Researchers have demonstrated a new forensics technology designed to help catch cyber thieves and digital pirates. The digital fingerprinting technology, which was developed by academics at the University of Maryland's A. James Clark School of Engineering, is designed to help protect digital assets and identify national security leak sources.
The Clark School's Min Wu, assistant professor of electrical and computer engineering (ECE) and the Institute for Advanced Computer Studies, and K.J. Ray Liu, professor in ECE and the Institute for Systems Research, are developing the new "cyber forensics" to not only protect digital resources, but also trace those who attempt to steal or misuse them.
The technologies aim to counter cyber criminals' use of sophisticated "collusion attacks", which occur when multiple users conspire to electronically steal and distribute copyrighted or classified material, diluting or erasing the original digital ID, or fingerprint, from the stolen multimedia content to avoid detection.
Wu and Liu's new, interdisciplinary digital fingerprinting technology involves anti-collusion codes (ACC). ACC is designed to protect multimedia content without compromising the quality of the multimedia product or inhibiting legitimate uses.
According to the researchers, the new technology could help interests as varied as those of Hollywood and the U.S. Department of Homeland Security. They note that film and recording industries, for example, want to better protect the commercial copyrights of their products, which are distributed both domestically and abroad over the Internet and via satellites. They are actively seeking technologies that will individually and invisibly protect products without resorting to controversial methods that add programs to individuals' computers or alter them in other ways.
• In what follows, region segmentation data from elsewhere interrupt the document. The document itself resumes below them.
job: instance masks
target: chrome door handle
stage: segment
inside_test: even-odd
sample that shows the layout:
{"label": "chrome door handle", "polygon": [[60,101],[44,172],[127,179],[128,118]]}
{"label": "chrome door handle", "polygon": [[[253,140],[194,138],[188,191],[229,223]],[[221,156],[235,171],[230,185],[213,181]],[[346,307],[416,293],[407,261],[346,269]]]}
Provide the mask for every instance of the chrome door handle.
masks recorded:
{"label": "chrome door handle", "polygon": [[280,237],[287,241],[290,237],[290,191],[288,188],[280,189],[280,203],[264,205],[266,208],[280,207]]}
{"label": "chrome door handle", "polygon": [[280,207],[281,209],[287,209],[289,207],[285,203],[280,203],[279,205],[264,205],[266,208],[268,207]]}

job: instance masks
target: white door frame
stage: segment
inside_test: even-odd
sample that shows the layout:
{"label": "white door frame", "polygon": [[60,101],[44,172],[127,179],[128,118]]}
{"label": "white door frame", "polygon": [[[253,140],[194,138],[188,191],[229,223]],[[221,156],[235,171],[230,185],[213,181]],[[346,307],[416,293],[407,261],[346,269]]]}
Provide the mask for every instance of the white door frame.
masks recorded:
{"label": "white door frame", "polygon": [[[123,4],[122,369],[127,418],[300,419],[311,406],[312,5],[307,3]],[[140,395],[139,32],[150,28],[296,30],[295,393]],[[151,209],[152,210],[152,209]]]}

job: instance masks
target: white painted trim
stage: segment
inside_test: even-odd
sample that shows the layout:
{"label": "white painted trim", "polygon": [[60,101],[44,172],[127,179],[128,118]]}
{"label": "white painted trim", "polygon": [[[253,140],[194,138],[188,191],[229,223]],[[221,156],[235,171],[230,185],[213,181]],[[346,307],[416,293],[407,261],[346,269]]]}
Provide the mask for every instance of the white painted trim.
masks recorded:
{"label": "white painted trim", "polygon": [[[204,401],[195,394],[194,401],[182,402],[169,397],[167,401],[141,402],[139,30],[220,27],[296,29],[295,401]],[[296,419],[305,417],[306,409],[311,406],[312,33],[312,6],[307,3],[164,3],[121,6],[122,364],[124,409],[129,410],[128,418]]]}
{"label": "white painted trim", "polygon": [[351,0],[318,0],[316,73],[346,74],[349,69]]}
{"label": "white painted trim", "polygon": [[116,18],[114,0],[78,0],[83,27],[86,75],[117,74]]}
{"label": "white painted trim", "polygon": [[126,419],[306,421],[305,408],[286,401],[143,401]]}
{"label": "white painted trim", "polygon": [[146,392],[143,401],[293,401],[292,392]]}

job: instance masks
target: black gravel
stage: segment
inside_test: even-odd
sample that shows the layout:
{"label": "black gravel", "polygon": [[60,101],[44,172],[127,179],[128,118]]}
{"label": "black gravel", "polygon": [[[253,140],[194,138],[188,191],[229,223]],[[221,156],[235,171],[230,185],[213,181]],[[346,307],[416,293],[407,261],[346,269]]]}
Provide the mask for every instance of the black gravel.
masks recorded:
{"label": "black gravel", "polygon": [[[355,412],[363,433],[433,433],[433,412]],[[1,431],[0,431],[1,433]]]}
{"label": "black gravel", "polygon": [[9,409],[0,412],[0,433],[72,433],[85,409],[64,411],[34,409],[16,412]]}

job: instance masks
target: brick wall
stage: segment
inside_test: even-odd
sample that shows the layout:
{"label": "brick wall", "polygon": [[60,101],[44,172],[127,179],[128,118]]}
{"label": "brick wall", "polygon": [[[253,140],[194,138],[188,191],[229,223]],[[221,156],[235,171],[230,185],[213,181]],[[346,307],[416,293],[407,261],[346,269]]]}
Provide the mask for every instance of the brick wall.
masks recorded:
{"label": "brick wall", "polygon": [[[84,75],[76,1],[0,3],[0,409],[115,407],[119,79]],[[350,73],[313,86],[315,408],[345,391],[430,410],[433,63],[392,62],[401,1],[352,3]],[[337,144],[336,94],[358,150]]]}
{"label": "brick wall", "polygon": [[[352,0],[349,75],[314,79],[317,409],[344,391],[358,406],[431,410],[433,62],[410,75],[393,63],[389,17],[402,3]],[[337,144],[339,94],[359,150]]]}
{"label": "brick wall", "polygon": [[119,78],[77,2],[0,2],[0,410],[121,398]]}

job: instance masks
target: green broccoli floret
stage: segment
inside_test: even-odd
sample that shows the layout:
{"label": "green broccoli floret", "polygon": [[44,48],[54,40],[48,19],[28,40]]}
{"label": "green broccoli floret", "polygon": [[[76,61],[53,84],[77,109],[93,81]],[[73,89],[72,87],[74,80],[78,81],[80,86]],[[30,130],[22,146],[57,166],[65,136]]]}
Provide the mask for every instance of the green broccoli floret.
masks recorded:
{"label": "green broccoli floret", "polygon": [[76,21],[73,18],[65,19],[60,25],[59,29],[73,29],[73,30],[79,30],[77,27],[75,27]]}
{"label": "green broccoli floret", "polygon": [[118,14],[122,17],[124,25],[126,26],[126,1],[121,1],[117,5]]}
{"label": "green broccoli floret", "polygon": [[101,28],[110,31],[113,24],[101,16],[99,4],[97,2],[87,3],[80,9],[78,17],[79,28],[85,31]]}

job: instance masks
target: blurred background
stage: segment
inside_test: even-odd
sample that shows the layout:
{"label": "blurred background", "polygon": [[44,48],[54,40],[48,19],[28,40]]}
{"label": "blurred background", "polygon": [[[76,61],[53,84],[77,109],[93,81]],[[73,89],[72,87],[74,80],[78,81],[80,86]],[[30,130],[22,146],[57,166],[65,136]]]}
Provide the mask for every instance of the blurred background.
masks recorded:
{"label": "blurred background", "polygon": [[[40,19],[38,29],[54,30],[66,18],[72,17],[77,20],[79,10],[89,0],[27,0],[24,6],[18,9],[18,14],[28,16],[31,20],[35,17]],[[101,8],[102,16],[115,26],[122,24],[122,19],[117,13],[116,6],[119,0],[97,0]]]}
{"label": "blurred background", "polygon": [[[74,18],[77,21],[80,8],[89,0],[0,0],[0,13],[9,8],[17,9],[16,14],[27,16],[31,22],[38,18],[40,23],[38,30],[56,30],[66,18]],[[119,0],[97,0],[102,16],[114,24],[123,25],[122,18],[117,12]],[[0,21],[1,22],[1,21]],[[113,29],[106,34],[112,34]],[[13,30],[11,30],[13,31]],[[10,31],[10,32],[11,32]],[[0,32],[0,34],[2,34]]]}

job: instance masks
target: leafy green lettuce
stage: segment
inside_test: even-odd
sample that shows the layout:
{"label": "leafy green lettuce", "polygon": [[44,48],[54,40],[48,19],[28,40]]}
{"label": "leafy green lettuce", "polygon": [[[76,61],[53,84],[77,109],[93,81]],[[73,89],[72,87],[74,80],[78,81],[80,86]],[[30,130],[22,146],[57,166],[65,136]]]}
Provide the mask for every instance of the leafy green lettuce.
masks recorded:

The Maryland engineers' digital fingerprinting method avoids this unpopular option of placing code on end users' PCs; a move that went disastrously wrong for Sony when it recently attempted to use hidden rootkit DRM software to prevent unauthorized copying of its music files. Wu and Liu's work, which began in 2001, protects multimedia content from unauthorized redistribution by embedding a unique ID into content that leaves a distinct fingerprint on each user's copy. This ID can accurately identify which users have contributed to a piracy attack. They have developed not only the computer code but also the tools needed to embed, detect and decode the technology.
The researchers claim that their new ACC fingerprinting system performs much more efficiently than existing methods. Fingerprints can be extracted to help identify culprits when unauthorized duplication is attempted. The technology can be applied to images, video, audio, and special documents like maps. It can even be used to protect live multicasts, such as pay-per-view events. The system can accommodate up to millions of users, an especially important feature for satellite and Internet multimedia distribution.
"We have introduced concepts that no one has thought of before," Wu said.
The pair believes the presence of embedded ACC technology in digital resources, with its ability to unmask colluders, will be such a powerful deterrent that it actually will prevent these kinds of piracy attempts. "The message our technology sends is, 'Don't bother to try anything, because we can catch you,'" added Liu.